L’idée est de s’assurer de la pérennité des lieux de sépulture à l’heure où de plus en plus de paroisses et de fabriques disparaissent. Dans certains cas, certains commencent à s’essouffler et la compagnie des Cimetières du Bas-Richelieu permet de les dégager d’avoir à trouver des bénévoles pour s’en occuper.

« On est ouvert à prendre en charge l’ensemble des cimetières de la région. Par contre, il faut que les Fabriques soient disposées à se joindre à nous. On ne contraint personne », indique le président de la compagnie, Léon Gélinas.

En joignant la Compagnie des cimetières du Bas-Richelieu, les Fabriques deviennent en quelque sorte des actionnaires et elles peuvent siéger au sein du conseil d’administration.

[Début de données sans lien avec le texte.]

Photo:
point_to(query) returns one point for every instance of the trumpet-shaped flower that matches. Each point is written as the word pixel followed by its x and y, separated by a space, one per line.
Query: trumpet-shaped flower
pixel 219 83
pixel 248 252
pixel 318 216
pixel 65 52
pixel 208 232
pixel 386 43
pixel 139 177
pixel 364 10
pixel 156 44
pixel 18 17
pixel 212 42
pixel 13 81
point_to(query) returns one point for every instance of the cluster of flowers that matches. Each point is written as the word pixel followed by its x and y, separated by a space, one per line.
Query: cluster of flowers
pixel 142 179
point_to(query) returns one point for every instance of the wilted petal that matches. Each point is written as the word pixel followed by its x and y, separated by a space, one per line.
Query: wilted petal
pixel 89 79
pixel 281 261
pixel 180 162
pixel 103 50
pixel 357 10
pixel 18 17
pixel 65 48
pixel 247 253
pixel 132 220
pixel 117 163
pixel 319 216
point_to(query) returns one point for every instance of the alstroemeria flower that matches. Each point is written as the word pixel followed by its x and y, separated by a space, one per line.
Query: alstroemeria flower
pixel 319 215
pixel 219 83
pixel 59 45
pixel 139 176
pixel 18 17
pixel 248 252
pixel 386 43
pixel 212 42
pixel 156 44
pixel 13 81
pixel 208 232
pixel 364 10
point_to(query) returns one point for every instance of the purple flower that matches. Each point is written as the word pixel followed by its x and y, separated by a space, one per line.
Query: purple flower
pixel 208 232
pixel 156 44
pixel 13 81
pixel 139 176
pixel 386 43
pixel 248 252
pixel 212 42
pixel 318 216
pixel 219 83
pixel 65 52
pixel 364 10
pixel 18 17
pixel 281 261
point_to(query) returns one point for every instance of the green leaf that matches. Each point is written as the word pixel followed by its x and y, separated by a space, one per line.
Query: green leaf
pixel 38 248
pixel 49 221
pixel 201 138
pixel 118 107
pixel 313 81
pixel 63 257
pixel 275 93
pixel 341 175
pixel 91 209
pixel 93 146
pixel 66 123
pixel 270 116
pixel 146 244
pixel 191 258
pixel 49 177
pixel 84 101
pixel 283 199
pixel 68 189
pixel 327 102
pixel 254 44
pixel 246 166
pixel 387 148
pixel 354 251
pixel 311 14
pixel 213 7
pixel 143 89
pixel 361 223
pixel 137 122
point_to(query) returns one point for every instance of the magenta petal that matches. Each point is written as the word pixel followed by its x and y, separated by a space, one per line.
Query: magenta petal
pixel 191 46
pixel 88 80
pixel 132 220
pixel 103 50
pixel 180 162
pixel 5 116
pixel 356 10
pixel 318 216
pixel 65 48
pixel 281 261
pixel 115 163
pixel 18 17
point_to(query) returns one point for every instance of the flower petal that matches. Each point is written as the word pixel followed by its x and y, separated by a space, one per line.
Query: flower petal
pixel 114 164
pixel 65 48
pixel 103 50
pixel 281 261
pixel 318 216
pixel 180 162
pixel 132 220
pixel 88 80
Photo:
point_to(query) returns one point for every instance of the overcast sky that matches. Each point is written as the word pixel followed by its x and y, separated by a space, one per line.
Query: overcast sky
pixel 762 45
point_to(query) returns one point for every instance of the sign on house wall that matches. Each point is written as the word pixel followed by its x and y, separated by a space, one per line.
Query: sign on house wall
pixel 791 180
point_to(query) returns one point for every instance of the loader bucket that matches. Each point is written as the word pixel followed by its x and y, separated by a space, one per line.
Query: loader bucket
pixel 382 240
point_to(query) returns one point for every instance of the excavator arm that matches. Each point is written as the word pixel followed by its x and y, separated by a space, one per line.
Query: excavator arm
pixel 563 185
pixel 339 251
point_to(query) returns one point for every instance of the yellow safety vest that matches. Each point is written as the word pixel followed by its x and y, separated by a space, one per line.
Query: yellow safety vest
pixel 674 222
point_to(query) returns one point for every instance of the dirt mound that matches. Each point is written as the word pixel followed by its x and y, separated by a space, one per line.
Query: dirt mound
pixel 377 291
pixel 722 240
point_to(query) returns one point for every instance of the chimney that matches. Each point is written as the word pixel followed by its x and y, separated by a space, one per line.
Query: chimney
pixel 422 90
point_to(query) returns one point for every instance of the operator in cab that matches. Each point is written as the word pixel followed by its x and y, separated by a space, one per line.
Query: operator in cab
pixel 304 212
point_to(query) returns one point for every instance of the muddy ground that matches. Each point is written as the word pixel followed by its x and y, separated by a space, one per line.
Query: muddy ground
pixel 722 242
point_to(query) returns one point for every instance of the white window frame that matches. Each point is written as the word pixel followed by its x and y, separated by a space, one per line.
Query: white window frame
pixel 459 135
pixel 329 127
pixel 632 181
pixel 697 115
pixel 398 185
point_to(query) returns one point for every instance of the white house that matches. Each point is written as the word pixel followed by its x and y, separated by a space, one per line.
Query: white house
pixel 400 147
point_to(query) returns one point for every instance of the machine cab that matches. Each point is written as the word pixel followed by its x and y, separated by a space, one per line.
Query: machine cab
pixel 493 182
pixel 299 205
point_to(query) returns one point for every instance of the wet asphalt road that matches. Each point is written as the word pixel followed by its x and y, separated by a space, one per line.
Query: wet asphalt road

Comme il s’agit d’un organisme à but non lucratif, aucune redevance n’est remise aux paroisses. L’argent sert plutôt à payer les frais pour assurer le service pendant 100 ans.

« Aujourd’hui, la compagnie a une situation financière assez intéressante, mais on voit aussi que les tendances changent. On ne vend plus ça un grand terrain pour enterrer un cercueil. Aujourd’hui, les gens achètent un petit terrain pour enterrer deux urnes. À long terme, la structure de revenus va changer beaucoup », mentionne M. Gélinas.